College doesn't prepare you for such this as layoffs, knowing your rights in legal matters, being fired, office politics, racism, s*xism, or the glass ceiling. It surely doesn't prepare you for back stabbers, purchasing a home, overdue bills and being past due on your mortage agreement, gossip monigers, credit card debt and your credit history, having your car repossesed, identity theft, reading the fine print in any business venture you enter, and people or co-workers who steal your ideals or deflate your dreams. Let alone friends who change their so-called support or allegiance to you. Boy, could I go on. When you are an adult, you have to grow up fast.
Now that I was working, my mom guided me with some money matters. My mom is a saver and so am I. If it isn't on sale or the clearance rack: I won't buy it.
I still put pennies and loose change in piggy banks. I have tried to teach my children the same. Most believe that "found" money should be spent...not me.
I put that money in my rainy day account. I have also taught my kids that sometimes you have to do without in life. Believe me, you'll live. It's a temporary situation.

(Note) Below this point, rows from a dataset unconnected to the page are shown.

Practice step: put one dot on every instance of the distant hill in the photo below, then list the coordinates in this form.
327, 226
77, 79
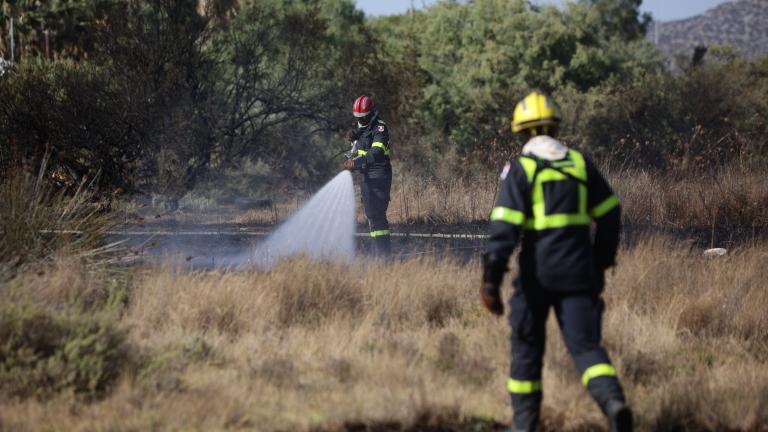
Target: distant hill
742, 24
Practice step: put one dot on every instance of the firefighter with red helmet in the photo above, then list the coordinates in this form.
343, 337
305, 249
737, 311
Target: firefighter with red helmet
548, 199
370, 156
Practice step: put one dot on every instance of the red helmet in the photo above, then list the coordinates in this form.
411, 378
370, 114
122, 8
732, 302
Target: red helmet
363, 107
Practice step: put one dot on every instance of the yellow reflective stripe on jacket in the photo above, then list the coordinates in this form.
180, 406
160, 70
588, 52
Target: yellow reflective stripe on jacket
556, 221
598, 370
523, 387
508, 215
381, 146
604, 207
575, 166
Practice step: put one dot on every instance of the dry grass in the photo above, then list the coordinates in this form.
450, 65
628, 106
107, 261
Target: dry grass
310, 346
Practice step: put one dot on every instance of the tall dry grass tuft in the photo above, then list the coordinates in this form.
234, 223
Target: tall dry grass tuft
39, 220
324, 347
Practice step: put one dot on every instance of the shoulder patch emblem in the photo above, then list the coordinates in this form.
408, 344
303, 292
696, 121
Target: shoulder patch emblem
505, 171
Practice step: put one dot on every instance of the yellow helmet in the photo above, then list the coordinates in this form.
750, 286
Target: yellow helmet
536, 109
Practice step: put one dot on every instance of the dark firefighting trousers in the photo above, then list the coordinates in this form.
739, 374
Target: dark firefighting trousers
579, 315
374, 193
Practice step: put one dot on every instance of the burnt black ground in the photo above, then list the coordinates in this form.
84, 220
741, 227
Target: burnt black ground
200, 245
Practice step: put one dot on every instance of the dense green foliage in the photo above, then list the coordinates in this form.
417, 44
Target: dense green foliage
44, 352
161, 96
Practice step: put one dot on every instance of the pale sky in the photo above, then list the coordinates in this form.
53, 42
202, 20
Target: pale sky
664, 10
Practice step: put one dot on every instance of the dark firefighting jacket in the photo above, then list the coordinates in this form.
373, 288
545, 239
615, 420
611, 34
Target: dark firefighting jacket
550, 205
372, 155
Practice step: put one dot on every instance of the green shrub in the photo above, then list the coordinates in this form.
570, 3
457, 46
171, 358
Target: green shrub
44, 353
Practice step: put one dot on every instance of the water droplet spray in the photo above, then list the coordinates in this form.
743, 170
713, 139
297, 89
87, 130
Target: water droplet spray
323, 229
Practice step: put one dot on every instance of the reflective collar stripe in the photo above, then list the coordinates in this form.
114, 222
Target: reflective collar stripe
598, 370
508, 215
523, 387
381, 146
604, 207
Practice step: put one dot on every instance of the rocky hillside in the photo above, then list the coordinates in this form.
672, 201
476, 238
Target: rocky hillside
742, 24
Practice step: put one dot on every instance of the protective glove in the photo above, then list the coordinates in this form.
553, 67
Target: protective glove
491, 296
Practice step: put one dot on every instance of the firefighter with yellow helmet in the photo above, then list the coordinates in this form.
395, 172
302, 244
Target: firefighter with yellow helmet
548, 199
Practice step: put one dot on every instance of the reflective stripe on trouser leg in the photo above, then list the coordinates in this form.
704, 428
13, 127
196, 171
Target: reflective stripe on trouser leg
598, 370
527, 318
380, 233
523, 387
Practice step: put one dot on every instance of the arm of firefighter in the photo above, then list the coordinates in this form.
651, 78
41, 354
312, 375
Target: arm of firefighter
507, 219
605, 210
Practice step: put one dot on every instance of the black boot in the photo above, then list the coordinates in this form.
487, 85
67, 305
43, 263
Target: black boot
383, 246
619, 416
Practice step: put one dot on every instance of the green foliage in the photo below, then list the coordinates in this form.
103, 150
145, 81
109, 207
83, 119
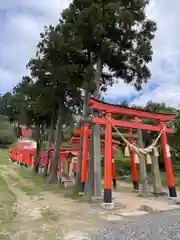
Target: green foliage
7, 135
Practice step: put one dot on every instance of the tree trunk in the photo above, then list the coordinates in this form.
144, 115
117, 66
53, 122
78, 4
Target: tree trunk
78, 185
56, 153
49, 147
144, 191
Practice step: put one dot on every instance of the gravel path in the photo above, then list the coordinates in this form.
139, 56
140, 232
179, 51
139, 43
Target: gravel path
165, 225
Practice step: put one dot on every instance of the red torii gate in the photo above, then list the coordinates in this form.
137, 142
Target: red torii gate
137, 114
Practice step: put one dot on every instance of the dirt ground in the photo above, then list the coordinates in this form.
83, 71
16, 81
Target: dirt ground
42, 214
31, 210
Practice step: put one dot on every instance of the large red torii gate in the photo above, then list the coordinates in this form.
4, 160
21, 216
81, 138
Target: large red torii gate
137, 115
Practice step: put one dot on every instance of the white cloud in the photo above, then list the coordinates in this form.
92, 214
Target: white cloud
165, 65
22, 22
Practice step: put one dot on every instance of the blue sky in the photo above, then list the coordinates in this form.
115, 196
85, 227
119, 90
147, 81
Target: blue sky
22, 21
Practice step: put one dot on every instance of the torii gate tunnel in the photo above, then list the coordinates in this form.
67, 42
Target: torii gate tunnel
136, 115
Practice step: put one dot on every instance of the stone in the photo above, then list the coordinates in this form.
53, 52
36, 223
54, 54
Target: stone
107, 206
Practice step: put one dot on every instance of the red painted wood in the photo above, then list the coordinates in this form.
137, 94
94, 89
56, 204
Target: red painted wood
129, 111
125, 124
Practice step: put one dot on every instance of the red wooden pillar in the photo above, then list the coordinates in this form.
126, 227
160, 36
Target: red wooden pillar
133, 167
167, 161
108, 162
84, 157
113, 173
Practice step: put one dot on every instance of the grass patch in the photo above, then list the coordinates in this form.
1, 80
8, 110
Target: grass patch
7, 211
28, 190
49, 213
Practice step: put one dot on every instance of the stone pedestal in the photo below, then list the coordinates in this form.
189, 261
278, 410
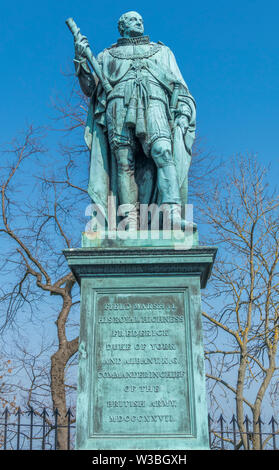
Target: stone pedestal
141, 372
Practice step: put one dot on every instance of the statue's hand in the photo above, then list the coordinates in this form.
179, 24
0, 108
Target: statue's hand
183, 122
81, 44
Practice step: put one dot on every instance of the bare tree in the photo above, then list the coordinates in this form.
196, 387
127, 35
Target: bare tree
242, 321
37, 222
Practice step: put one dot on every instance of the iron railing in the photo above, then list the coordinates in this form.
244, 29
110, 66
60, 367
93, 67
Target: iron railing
42, 430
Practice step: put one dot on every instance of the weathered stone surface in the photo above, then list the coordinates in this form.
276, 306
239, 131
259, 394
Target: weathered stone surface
141, 374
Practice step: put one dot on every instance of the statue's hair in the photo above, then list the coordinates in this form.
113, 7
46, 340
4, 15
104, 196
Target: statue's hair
121, 21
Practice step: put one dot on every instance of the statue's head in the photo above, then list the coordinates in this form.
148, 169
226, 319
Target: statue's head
130, 24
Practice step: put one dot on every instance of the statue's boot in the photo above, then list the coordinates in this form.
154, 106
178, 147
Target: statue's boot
169, 189
129, 213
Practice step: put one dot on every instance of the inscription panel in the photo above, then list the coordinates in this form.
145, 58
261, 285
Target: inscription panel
141, 364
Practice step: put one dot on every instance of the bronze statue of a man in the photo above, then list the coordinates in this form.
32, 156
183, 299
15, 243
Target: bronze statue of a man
141, 132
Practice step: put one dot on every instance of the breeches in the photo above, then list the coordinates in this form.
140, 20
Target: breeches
120, 134
156, 143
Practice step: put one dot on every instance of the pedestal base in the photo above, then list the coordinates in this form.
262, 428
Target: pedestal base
141, 371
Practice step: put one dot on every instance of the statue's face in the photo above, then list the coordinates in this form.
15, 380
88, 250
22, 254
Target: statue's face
132, 24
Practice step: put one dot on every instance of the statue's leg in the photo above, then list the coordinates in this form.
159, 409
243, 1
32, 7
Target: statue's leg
161, 152
167, 180
127, 187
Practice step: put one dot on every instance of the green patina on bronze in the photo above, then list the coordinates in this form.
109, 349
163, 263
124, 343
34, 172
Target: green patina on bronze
141, 121
141, 378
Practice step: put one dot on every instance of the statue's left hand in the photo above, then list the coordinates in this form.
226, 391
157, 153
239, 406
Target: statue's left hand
183, 122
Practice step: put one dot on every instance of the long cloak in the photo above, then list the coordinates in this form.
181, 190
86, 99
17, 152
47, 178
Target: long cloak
103, 166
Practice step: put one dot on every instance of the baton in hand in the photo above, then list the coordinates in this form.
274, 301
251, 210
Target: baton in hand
91, 59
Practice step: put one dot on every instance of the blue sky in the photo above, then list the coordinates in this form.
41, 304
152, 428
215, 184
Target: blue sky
227, 52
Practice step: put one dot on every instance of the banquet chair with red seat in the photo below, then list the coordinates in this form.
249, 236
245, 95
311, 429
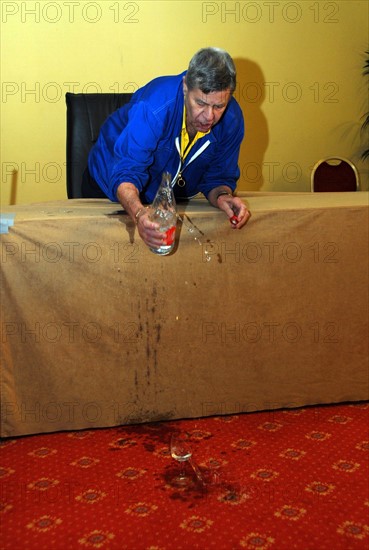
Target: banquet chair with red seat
334, 174
85, 116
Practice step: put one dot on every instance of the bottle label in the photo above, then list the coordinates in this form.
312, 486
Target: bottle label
169, 235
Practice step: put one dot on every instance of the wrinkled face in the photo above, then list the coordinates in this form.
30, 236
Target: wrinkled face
203, 111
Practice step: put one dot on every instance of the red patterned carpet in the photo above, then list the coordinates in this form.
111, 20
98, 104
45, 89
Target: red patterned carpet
294, 479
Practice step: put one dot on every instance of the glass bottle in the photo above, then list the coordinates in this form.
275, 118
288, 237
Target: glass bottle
164, 212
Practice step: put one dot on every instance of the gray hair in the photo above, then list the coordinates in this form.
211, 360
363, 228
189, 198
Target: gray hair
211, 70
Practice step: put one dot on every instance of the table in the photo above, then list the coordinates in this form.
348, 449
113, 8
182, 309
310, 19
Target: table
98, 331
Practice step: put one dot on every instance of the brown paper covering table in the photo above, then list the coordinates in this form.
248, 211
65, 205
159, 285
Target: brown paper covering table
98, 331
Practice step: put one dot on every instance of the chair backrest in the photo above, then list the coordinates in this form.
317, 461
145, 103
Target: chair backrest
334, 174
85, 116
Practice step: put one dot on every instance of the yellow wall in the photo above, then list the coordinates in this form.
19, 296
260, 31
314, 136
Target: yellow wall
300, 78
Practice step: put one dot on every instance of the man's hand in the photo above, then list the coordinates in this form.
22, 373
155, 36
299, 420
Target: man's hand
149, 231
234, 207
221, 197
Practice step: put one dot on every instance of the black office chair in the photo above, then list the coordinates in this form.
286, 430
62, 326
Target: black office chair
334, 174
85, 116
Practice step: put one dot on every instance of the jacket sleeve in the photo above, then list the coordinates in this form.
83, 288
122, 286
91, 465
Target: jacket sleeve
134, 149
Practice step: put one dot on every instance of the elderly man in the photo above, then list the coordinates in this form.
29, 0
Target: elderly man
188, 125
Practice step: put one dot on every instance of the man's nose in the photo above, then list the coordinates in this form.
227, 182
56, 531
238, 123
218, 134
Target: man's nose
209, 113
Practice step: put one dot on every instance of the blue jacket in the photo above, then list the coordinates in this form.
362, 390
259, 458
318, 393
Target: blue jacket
140, 141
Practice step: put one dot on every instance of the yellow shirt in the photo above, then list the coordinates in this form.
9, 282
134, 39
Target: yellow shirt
185, 138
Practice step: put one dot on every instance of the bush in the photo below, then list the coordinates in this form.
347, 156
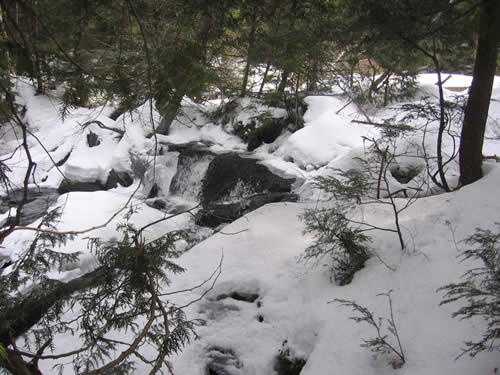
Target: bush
338, 240
480, 289
385, 344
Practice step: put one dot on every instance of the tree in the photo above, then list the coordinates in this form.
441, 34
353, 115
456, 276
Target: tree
476, 111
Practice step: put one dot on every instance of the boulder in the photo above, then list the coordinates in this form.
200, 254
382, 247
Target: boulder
37, 203
234, 186
114, 179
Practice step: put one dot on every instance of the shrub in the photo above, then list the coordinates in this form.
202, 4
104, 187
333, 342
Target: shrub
338, 240
480, 289
386, 344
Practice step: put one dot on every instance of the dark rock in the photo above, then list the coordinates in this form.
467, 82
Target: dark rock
114, 179
118, 178
286, 364
223, 362
198, 146
69, 186
153, 193
256, 133
36, 205
240, 296
18, 318
92, 139
191, 165
159, 204
230, 172
214, 215
61, 162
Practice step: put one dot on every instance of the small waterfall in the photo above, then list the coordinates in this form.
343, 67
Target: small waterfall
191, 168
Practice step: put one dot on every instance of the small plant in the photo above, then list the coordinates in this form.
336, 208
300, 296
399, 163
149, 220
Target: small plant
480, 289
385, 344
338, 240
286, 363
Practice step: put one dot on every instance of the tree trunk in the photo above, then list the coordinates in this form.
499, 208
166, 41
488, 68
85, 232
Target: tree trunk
169, 113
476, 111
264, 78
283, 82
249, 51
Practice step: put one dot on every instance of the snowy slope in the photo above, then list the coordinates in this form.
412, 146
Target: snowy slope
260, 250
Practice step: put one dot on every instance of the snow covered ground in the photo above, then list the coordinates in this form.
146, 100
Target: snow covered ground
293, 306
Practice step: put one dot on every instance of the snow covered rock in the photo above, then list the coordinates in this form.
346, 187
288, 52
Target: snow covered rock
234, 186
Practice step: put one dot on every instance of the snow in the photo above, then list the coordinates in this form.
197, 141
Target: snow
259, 251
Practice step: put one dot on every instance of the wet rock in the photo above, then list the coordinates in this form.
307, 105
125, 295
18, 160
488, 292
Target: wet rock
239, 296
37, 203
92, 139
216, 214
61, 162
114, 179
223, 362
286, 363
234, 186
192, 165
118, 178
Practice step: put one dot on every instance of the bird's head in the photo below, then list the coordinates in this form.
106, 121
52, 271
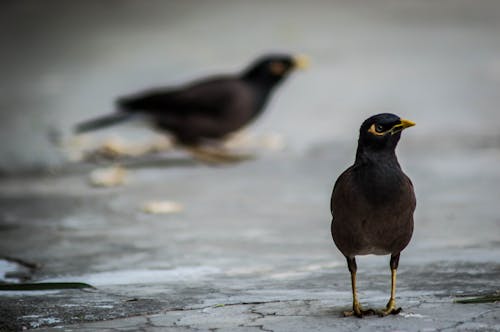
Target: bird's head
382, 131
271, 69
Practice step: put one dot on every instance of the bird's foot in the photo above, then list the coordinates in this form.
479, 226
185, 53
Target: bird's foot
390, 309
358, 311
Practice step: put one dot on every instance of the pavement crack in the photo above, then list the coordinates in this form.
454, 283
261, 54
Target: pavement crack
472, 319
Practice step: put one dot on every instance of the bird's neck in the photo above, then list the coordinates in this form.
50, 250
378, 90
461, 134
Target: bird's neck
369, 156
378, 174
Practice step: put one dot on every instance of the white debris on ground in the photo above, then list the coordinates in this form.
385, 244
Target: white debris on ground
84, 147
247, 141
162, 207
108, 177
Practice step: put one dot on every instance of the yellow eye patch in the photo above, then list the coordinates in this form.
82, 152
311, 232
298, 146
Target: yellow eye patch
373, 131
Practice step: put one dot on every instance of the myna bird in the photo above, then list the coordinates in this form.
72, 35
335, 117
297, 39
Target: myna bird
206, 110
372, 203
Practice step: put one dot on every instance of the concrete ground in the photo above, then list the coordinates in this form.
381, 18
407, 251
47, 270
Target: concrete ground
251, 251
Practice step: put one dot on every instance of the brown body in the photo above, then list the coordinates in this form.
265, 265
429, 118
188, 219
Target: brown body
379, 217
372, 203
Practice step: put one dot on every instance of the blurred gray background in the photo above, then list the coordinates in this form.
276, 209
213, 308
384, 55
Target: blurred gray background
435, 62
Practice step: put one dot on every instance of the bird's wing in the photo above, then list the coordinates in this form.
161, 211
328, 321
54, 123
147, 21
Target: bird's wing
209, 96
342, 190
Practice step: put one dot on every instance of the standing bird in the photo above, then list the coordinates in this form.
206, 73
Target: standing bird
208, 109
373, 202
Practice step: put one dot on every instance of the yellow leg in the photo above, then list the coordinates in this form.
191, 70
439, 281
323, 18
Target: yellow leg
357, 310
391, 305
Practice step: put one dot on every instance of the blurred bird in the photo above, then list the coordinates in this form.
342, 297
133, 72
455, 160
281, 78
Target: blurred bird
372, 203
206, 110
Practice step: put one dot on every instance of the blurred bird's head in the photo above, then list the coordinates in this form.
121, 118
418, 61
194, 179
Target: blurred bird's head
382, 131
273, 68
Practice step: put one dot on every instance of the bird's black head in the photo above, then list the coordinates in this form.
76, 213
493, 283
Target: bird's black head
381, 132
272, 69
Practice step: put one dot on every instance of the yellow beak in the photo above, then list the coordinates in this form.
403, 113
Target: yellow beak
301, 62
407, 123
403, 124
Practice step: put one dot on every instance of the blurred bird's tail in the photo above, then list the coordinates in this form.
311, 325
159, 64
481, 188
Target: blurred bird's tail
102, 122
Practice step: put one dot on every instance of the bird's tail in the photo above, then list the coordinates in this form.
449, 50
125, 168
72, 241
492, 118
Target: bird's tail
102, 122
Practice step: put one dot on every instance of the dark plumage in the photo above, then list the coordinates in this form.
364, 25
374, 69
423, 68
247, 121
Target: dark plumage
373, 201
208, 109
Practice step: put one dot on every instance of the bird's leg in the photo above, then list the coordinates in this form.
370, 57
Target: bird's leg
216, 156
357, 310
391, 305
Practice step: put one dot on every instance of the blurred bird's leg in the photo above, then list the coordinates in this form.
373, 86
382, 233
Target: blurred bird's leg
216, 155
357, 310
391, 305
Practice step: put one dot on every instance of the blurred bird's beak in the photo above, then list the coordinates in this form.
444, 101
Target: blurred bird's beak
301, 62
406, 123
403, 124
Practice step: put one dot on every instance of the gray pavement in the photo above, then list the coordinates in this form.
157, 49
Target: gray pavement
252, 251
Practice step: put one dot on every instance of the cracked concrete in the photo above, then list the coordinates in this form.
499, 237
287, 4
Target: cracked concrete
252, 250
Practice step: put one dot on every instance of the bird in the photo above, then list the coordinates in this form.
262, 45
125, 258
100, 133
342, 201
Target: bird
206, 110
373, 202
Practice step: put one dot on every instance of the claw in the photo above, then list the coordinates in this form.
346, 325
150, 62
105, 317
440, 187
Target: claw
390, 309
358, 311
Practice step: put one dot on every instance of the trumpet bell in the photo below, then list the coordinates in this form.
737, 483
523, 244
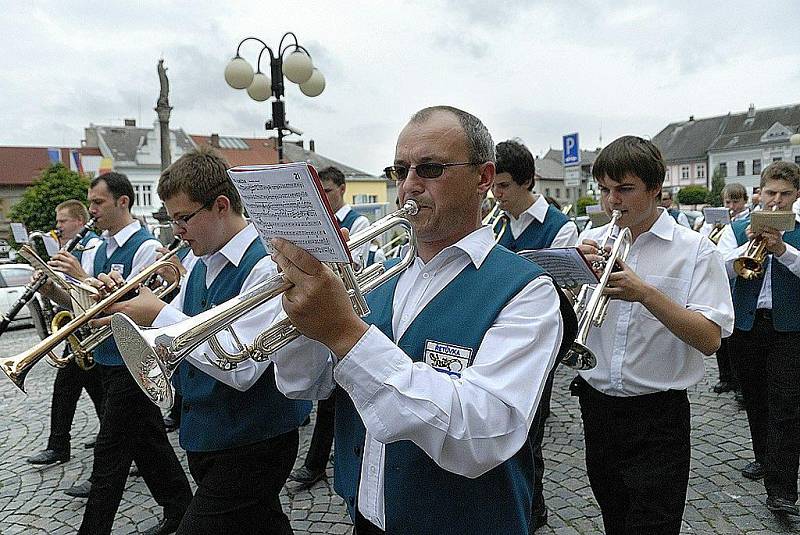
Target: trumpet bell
140, 353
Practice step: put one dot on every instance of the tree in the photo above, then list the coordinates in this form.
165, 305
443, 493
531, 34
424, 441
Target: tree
55, 185
692, 195
583, 202
717, 183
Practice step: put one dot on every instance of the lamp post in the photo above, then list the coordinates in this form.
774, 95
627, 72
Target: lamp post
296, 66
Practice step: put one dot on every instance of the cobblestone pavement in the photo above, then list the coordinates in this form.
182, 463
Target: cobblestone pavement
32, 501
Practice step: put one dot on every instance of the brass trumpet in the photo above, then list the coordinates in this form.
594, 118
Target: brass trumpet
18, 366
153, 354
592, 310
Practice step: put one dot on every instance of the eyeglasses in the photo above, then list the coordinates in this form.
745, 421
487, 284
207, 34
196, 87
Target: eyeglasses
427, 170
182, 222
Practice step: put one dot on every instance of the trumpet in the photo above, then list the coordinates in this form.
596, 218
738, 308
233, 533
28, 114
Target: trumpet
750, 265
153, 354
18, 366
592, 310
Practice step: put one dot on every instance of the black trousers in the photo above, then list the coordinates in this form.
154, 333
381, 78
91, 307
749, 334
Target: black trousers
70, 381
727, 368
536, 435
768, 363
131, 430
637, 458
322, 439
237, 489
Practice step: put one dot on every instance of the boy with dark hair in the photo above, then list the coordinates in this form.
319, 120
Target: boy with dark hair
669, 306
764, 342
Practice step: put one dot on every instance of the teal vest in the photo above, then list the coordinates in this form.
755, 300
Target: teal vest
215, 416
107, 353
420, 497
538, 235
785, 288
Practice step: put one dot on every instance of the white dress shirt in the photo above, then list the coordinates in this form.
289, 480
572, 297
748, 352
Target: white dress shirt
731, 251
247, 327
144, 256
636, 353
360, 223
467, 425
567, 235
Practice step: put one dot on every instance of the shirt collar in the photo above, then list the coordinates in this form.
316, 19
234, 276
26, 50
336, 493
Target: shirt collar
124, 234
234, 250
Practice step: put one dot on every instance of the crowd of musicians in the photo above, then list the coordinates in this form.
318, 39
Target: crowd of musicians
437, 399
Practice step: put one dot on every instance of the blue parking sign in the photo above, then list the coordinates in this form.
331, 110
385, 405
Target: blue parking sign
572, 153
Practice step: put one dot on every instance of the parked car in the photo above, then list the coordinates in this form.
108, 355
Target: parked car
13, 278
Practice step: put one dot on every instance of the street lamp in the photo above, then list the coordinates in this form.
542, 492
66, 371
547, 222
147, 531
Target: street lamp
296, 66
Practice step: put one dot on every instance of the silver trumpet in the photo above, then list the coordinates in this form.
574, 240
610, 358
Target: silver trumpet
591, 309
153, 354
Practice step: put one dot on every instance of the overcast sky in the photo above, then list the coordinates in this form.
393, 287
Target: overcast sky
529, 69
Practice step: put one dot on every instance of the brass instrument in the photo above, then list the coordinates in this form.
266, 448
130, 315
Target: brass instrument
750, 265
591, 310
153, 354
18, 366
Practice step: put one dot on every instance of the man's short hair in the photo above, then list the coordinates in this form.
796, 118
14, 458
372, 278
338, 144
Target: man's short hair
631, 155
76, 210
734, 191
786, 171
515, 159
117, 184
332, 174
202, 175
479, 141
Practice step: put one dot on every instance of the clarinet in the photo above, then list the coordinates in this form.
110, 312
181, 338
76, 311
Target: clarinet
35, 285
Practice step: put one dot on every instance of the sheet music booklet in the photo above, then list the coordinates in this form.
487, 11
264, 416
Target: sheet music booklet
287, 201
567, 265
717, 215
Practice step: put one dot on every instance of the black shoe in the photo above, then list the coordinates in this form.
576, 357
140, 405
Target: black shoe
306, 478
171, 424
722, 387
49, 457
538, 521
166, 526
782, 505
754, 470
80, 490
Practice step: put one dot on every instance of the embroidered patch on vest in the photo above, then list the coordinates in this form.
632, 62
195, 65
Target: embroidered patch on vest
447, 358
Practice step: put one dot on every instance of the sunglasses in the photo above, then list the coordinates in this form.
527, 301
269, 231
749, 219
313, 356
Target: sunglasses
424, 170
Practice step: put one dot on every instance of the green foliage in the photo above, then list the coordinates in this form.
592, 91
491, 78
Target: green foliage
37, 208
714, 197
583, 202
692, 195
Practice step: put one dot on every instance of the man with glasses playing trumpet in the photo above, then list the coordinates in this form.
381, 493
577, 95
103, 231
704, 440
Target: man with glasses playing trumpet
71, 217
437, 388
131, 428
670, 305
240, 433
532, 223
764, 342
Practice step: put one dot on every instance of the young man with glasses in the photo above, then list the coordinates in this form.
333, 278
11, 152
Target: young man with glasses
240, 433
71, 217
531, 223
436, 389
131, 428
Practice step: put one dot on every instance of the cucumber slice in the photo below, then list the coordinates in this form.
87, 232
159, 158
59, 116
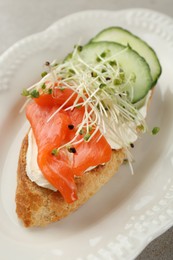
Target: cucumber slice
122, 36
129, 61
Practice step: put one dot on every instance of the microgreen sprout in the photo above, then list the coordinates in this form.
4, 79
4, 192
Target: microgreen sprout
43, 74
100, 88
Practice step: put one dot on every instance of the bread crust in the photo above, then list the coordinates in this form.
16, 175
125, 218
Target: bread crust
37, 206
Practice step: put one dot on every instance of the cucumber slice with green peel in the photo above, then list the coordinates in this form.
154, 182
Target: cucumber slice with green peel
124, 37
133, 76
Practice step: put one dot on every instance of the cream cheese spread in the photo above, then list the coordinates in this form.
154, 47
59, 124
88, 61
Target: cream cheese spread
32, 168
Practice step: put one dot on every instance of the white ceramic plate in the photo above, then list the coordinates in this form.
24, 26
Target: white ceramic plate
129, 211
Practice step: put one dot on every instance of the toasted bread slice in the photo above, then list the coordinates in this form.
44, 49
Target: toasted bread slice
37, 206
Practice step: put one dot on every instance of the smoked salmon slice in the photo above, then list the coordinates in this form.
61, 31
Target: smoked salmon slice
61, 168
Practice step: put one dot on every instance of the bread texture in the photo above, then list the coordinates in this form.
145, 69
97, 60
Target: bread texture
37, 206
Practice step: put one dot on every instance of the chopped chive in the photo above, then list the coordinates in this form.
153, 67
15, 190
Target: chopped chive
93, 74
133, 77
43, 74
113, 63
79, 48
102, 85
117, 81
25, 93
55, 64
35, 93
103, 54
155, 130
72, 71
43, 86
98, 59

The day, I became a "mom" is when I considered myself a true grown-up. I realized what my mother had to go through to raise me and my sister. I now had to cater to the needs of someone who didn't ask to be born. What I did or didn't do would impact her future. I took care of myself better because she depended on me. I stopped going out for a while. Hitting the club lost its appeal and I even stopped writing for a few years because covering events was a problem.
Even though I don't look or act my age, it's nice looking back at my past. I have learned a lot of lessons. Some of them were painful; some of them helped me grow. They also helped make me the woman that I am today. For that, I am thankful.